Ravvivato il fuoco, mise a scaldare una specie di zuppa liofilizzata ad alto valore nutritivo delle sue scorte, fece sciogliere della neve e la mise in una brocca.
Poi aprì il suo medikit, e cercò qualcosa contro la febbre.
Trovò delle pastiglie di antipiretico, ma più concentrate, ne prese una per sé e due per la piccola, sperando che i medicinali non creassero più problemi di quelli che c'erano già. La sollevò dalla panca e lei aprì gli occhi, stupendi occhi blu a mandorla, le mise in bocca le pastiglie e le porse la brocca alle labbra.
La piccola ingoiò e poi si riaddormentò di colpo.
Reyka non sapeva che altro fare, quindi si limitò a tener vivo il fuoco, coprirla bene e mangiare una parte della zuppa: aveva molta fame.

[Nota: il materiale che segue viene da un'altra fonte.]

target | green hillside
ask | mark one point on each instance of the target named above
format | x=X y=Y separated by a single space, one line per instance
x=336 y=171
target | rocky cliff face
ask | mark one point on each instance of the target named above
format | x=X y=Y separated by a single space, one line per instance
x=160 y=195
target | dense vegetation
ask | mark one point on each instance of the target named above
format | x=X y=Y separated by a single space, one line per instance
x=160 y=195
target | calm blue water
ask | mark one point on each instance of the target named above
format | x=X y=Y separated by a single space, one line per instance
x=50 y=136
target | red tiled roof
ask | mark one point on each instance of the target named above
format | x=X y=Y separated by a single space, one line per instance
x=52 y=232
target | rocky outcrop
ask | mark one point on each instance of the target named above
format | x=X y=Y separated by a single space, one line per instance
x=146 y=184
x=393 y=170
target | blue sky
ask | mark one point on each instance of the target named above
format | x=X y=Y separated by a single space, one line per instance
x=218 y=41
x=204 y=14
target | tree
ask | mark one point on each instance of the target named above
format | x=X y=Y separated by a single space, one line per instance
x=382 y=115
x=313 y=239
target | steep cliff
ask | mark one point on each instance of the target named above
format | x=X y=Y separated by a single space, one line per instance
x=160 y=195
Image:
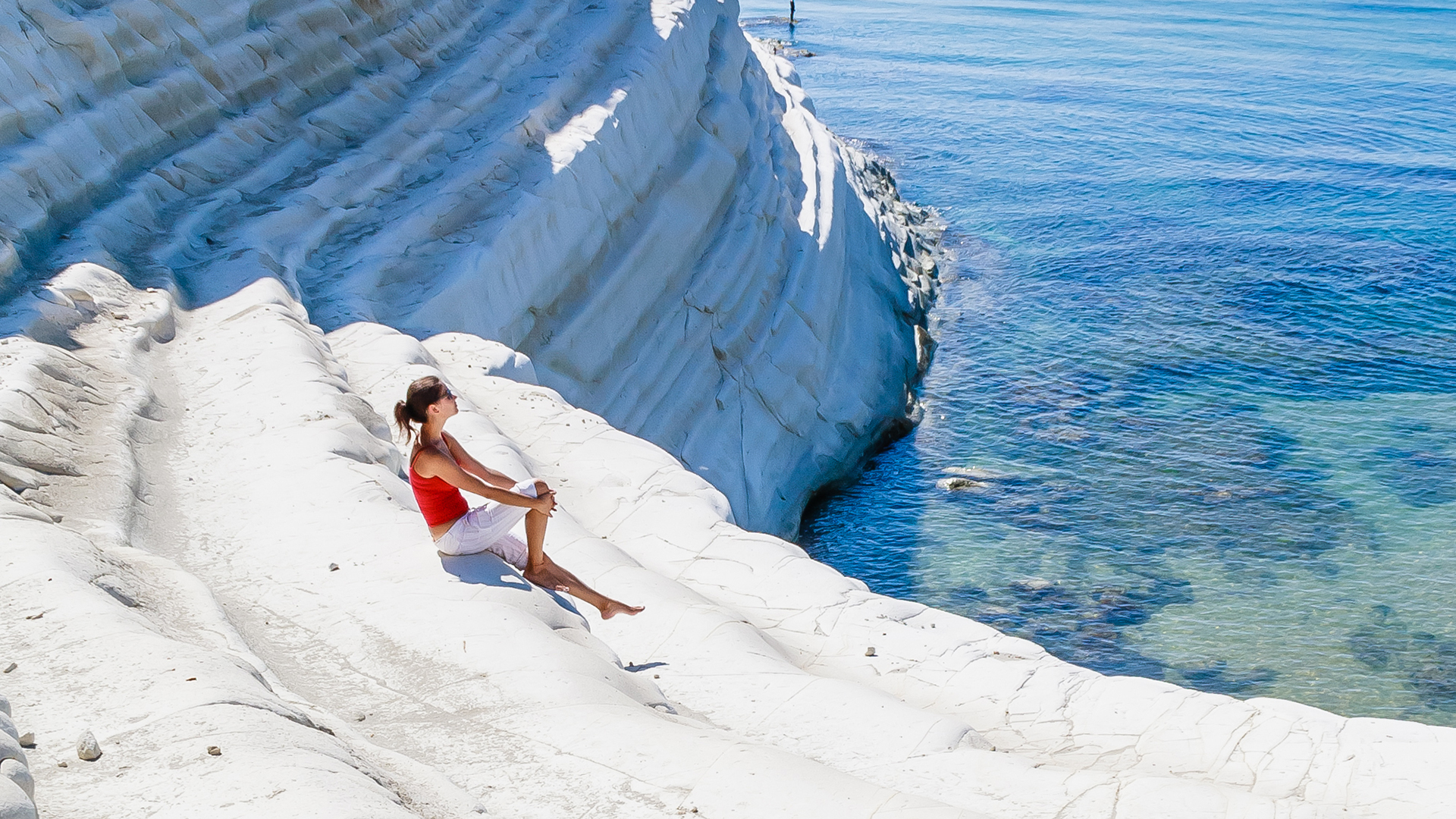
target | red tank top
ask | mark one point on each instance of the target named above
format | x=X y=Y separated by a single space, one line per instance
x=438 y=500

Infine si accoccolò al suo fianco tenendole la mano, e la osservò meglio: era molto bella e molto particolare. Aveva dei lunghi capelli bianchi da albina, ma la pelle era chiara e cosparsa di efelidi dorate. Quegli occhi erano così strani... era molto magra e non poteva avere più di dodici, tredici anni al massimo.
Un braccino scivolò fuori dalla coperta e Reyka notò con orrore le catene lavorate che le cingevano i polsi e le avevano procurato due profonde cicatrici che non si rimarginavano nel modo giusto.
Perse il pugnale e fece forza, dopo vari tentativi riuscì a romperle e le getto nel fuoco, disgustata, spalmò una pomata cicatrizzante e bendò i polsi della bambina.
Nel primo pomeriggio la bimba si svegliò, la febbre era finalmente calata. Si guardò attorno curiosa, poi si vide i polsi liberi e bendati e scoppiò in un pianto liberatorio. Reyka l'abbracciò e quando si fu calmata le porto la zuppa avanzata e l'aiutò a finirla. Le diede anche altre due compresse.
Si osservarono in silenzio per un po' poi: «Mi chiamo Miralys, e sono scappata da Shainsa. Ero una schiava orfana ma tu mi hai liberato e mi hai salvato la vita... grazie...» sussurrò la piccola con le lacrime agli occhi. Le raccontò della sua malattia, delle percosse e della fuga disperata e Reyka le promise che si sarebbe occupata di lei come fosse stata la sua sorellina, aveva sempre desiderato averne una.
Poi le racconto di venire da molto lontano, da un posto dove aveva lasciato la sua famiglia per trovare se stessa, e le disse che era sicura che il loro incontro fosse opera del Destino.
Miralys l'ascoltava con gli occhi spalancati e colmi di gratitudine, ma era ancora molto debole, allora Reyka la fece distendere, prese il suo flauto traverso e suonò una melodia triste e dolce e la bimba si addormentò.